While many authoritarian leaders around the world have recently wooed their citizens with appeals to nationalism, Eyal posits that this energy could be cultivated for other ends.

“Speaking with my American friends, they want to believe that [Trump’s election was] an accident. It’s a fluke. I don’t think it is,” Eyal told JI. “I don’t want to say it’s a movement, but it’s a sentiment: Revolt. [But] it doesn’t need to go to the Trump side. It can go to positive stuff.”

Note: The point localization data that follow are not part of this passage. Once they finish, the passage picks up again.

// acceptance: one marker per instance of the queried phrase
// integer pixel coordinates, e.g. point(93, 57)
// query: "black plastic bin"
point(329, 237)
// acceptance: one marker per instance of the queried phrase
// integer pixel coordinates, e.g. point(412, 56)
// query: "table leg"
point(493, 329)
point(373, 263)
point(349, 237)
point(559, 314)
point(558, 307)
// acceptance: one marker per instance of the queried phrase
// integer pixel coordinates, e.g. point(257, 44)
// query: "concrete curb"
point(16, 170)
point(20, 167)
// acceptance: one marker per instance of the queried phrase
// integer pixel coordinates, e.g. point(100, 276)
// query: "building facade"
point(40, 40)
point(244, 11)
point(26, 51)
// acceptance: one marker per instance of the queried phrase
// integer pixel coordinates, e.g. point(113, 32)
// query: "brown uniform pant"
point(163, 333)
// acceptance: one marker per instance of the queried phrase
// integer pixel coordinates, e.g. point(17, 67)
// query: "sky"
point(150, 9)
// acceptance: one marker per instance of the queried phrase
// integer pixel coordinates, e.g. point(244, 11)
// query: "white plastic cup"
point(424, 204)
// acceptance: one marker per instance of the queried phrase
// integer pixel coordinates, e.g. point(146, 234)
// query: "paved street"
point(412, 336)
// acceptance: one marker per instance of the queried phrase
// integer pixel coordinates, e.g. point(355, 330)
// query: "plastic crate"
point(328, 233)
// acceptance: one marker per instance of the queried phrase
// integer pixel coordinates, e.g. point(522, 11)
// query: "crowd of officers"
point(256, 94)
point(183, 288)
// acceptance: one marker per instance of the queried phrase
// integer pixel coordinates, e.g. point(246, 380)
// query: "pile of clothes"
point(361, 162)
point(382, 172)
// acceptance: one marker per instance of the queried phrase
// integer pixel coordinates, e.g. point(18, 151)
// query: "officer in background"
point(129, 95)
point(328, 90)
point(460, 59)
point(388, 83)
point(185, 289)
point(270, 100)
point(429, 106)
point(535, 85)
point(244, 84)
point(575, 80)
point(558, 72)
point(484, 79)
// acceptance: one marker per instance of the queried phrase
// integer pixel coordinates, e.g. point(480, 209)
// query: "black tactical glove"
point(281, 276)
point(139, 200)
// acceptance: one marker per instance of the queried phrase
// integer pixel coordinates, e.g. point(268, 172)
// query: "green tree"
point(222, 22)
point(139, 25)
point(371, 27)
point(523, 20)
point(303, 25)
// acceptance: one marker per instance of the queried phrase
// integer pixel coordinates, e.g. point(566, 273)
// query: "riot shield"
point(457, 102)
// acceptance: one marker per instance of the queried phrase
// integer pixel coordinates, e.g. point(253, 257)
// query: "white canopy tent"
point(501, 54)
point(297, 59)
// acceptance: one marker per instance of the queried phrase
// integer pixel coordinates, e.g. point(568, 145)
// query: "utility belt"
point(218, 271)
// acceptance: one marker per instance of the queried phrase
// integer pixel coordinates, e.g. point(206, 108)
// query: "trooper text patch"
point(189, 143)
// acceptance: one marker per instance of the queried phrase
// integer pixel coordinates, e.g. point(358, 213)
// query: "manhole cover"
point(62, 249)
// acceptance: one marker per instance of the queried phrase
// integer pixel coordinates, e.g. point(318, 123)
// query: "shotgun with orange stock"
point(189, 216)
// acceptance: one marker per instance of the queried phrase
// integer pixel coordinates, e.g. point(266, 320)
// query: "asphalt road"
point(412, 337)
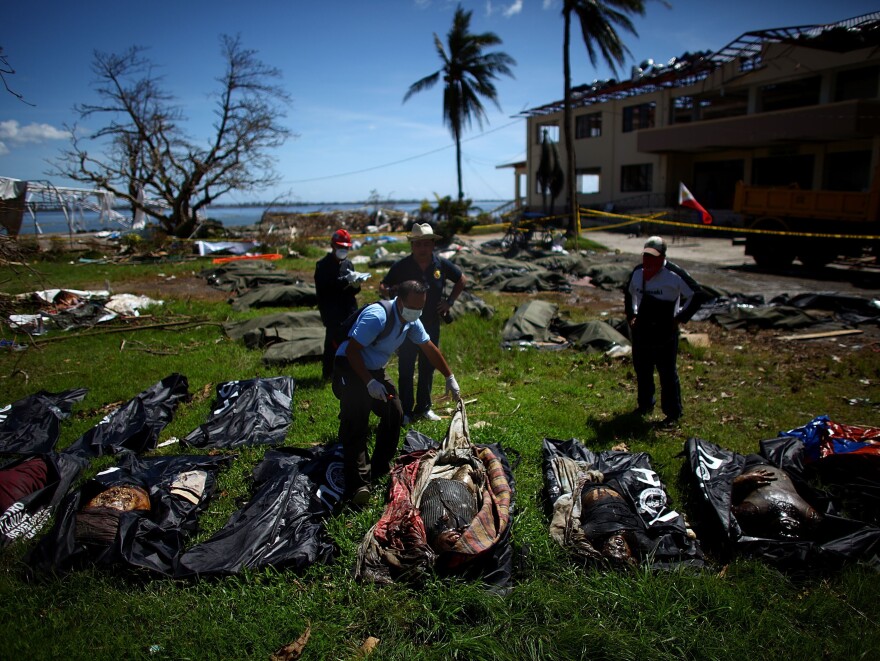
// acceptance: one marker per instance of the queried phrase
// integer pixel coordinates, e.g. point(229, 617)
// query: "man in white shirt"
point(659, 297)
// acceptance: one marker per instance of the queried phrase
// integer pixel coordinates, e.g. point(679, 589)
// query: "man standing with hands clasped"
point(360, 384)
point(433, 271)
point(658, 298)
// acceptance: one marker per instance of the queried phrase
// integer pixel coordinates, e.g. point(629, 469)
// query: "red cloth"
point(686, 199)
point(21, 480)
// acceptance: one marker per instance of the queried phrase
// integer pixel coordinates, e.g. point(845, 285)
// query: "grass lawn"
point(743, 388)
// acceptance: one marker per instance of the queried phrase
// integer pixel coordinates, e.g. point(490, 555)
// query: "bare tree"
point(143, 146)
point(7, 70)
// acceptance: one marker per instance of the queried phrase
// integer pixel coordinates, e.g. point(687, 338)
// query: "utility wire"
point(398, 162)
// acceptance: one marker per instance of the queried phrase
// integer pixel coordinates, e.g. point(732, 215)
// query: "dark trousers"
point(657, 347)
point(329, 354)
point(407, 356)
point(355, 405)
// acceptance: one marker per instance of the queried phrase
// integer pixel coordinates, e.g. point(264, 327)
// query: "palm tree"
point(468, 74)
point(598, 19)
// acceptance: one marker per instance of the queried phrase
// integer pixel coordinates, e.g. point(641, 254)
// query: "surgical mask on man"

The people, organizations and movements Eyal reports on in Revolt do not correspond to a specific political ideology, but rather reflect a general sentiment directed at systems and governments that people believe failed them. “What we’re seeing is a multi-layered, leaderless revolt of some sort against porous structures, which are deemed corrupt, hollow, or unrepresentative,” he explained. 

The non-Hebrew editions of Revolt don’t include much reporting on Israel’s current political situation. Each version includes some local flavor: the German edition has a particular focus on the country’s neo-Nazi problem, while the Italian one has a lengthy section on COVID-19, the north of Italy having been devastated in the early days of the pandemic. The book will also be published and sold in local languages in countries including Brazil, Croatia, Spain, and the Netherlands.

The original Hebrew edition attempts to make the case to Israelis that, in the current moment, there is “only one [model] that is really successful within globalization, at least in the West, and that model is of a liberal democracy,” Eyal told JI. In his view, if Israel moves too far to the right or too far in the direction of the country’s ultra-Orthodox — in other words, if it abandons the tenets of what Eyal views as its liberal democracy — then Israel is “just going to destroy its own partnership with globalization.”

Eyal’s politics lean left, and his argument will make sense to progressives. He writes that growing the social safety net, and in turn increasing taxes, will help people like the Appalachian coal miners who are out of work and might not want to learn a new trade. But he also argues that labeling people who feel left behind by globalization as racist or backward is wrong. “It’s about not delegitimizing those people who are revolting, who feel that nothing works for them,” he said. 

If the only people who lend legitimacy to those who feel left behind are radicals, then they will be drawn toward radical, authoritarian politicians. What Eyal wants to see is a “radical mainstream,” where more moderate politicians offer a solution to the very real problems of globalization, rather than “the radical sides of your party.”